Speaking for myself, I feel deeply flattered when someone chooses to share something painful and intimate with me. Also—and maybe this doesn’t reflect too well on me—it’s not that I’m happy to discover that my friends are sad, but I do find it enormously reassuring to discover that others are struggling too. I think that’s why I love Samuel Johnson’s Rasselas more and more the older I get: because it attests to the universality of melancholy.
But maybe this feeling of relief in bearing witness to others’ troubles is less a general truth of human nature than a particular trait of mine. In grad school I worked for a counseling hotline; it was run by the university and aimed at grad students, and, honestly, we didn’t get that many calls. I must have only talked to a handful of people the whole time I volunteered there. But there was one regular caller, not a grad student, a middle aged woman not connected to the university, who called every night without fail.

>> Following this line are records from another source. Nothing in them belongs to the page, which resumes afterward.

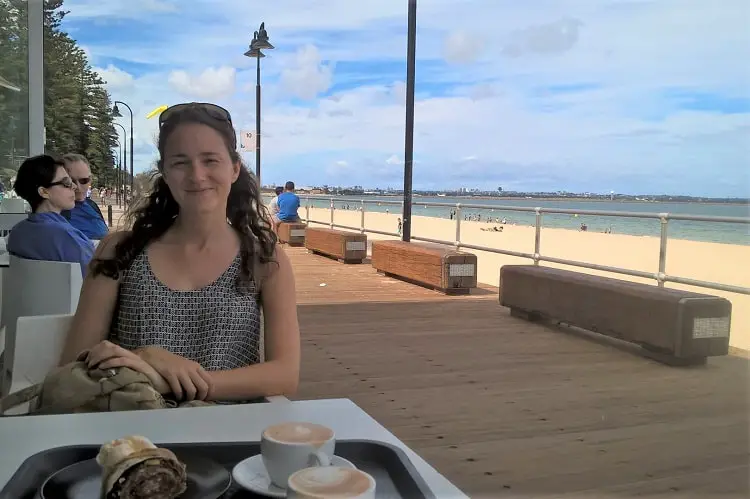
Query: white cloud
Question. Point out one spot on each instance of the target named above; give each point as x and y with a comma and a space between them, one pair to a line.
114, 77
567, 94
309, 76
462, 47
544, 39
211, 83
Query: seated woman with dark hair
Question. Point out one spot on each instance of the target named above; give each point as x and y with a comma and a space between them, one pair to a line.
179, 296
46, 235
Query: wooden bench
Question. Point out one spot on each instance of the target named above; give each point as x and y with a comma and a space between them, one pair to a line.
430, 265
346, 247
672, 326
292, 233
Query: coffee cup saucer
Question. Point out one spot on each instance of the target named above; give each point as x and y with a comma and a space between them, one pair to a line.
251, 474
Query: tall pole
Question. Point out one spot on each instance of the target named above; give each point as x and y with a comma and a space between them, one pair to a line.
125, 167
124, 150
411, 66
118, 174
257, 122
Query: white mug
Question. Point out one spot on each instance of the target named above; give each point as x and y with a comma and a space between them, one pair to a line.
283, 458
330, 481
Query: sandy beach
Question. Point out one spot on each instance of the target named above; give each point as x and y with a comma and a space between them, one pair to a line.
724, 263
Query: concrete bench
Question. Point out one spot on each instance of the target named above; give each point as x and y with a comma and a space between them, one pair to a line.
672, 326
292, 233
346, 247
429, 265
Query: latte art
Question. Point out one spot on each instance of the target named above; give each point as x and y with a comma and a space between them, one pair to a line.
298, 433
330, 481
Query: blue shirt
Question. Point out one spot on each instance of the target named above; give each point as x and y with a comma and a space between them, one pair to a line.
288, 206
48, 236
86, 218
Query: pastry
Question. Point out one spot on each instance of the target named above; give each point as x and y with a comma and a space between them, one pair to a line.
134, 468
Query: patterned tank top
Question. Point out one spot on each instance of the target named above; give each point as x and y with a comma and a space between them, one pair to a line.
217, 326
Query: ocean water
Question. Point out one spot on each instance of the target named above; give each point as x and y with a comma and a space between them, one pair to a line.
728, 233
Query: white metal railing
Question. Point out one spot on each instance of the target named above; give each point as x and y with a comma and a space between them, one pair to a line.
660, 275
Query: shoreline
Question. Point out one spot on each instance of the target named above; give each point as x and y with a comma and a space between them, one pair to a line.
516, 198
672, 236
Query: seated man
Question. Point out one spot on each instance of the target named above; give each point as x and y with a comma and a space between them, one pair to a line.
85, 215
288, 203
273, 206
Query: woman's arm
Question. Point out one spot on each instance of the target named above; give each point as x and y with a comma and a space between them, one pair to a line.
96, 306
279, 374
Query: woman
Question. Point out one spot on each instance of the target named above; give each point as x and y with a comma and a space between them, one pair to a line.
179, 296
46, 235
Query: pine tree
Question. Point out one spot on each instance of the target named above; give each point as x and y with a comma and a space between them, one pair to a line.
78, 113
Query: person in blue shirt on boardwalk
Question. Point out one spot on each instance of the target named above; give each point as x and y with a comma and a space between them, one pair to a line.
85, 215
288, 203
46, 235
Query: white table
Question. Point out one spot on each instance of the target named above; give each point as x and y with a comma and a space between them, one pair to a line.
28, 435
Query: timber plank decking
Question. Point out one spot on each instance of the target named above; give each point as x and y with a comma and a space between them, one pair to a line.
507, 408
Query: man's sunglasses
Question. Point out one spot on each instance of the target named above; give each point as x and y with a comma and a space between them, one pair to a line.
214, 111
82, 181
66, 182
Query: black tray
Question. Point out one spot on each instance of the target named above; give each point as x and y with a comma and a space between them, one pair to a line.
394, 474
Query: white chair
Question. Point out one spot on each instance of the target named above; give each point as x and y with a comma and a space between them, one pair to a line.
8, 221
13, 205
38, 288
39, 343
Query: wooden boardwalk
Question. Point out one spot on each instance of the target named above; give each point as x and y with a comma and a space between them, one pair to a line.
506, 408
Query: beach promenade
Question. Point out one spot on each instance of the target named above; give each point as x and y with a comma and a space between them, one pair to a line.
507, 408
723, 263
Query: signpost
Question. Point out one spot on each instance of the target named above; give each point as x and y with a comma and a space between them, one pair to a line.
248, 141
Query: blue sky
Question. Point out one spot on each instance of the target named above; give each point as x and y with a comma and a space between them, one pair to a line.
636, 96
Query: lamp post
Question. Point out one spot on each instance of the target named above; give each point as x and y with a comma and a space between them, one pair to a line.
411, 65
118, 174
123, 153
116, 112
260, 42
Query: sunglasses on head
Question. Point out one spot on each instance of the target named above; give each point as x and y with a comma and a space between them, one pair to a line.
66, 182
214, 111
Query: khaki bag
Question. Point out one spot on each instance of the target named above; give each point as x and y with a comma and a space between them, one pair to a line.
74, 388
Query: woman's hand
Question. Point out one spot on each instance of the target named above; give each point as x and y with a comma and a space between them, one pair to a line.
187, 379
107, 355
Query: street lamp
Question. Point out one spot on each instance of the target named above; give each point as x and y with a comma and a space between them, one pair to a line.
411, 64
118, 174
116, 112
260, 42
123, 153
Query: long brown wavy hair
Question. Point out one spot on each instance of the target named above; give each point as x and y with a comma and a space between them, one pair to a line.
150, 218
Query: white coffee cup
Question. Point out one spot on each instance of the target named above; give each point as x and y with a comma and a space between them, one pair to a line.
290, 447
330, 481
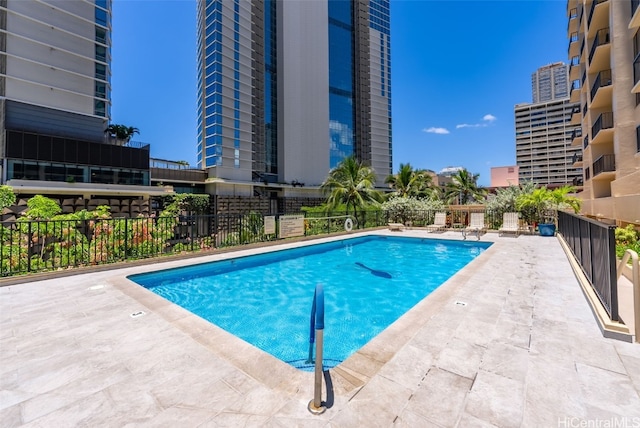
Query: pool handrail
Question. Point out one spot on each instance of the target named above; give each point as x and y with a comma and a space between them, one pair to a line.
317, 323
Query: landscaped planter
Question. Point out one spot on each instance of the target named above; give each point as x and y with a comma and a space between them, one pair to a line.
547, 229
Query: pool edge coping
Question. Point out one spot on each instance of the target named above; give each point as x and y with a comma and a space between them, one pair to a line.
347, 377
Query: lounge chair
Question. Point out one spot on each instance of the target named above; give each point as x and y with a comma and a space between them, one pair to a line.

It clearly meant a lot to her that she could call us every night and that someone would be there, night after night, simply to listen without judgment.
I don’t think there is really a talking “cure”; I believe, with Johnson, that melancholy is here to stay; but I also believe, with Johnson, that (both literally and figuratively) you can’t take it lying down. That would be like sleeping with the enemy. No, as Johnson says, melancholy “shrinks from communication”; this blog avows my faith that disclosure may keep it at bay.
But just as, earlier today, my son was all out of tears, I find myself, now, all out of words. Neither woman nor duck-rabbit cannot live by words alone. And in support of that maxim, I’m now, finally, going to pick my arse off the sofa and go running.
2 thoughts on “Day 115: at bay”
I like that running made it into the post…for me, at least, writing and running have been very interconnected…so, running is when I think about writing (though not the other way around!). And I think that running, and dancing, and writing might not keep feelings “at bay” so much as actually process them.
perhaps perversely, EHA, I want to disagree: on the one hand, yes, writing directly about painful experiences is, for me, definitely a way of processing them. But running and dancing feel WAY more like drinking to me than like writing. Running and dancing are both ways, for me, of overloading my body with physical sensations that paralyze my capacity to think. Not thinking can be such a relief.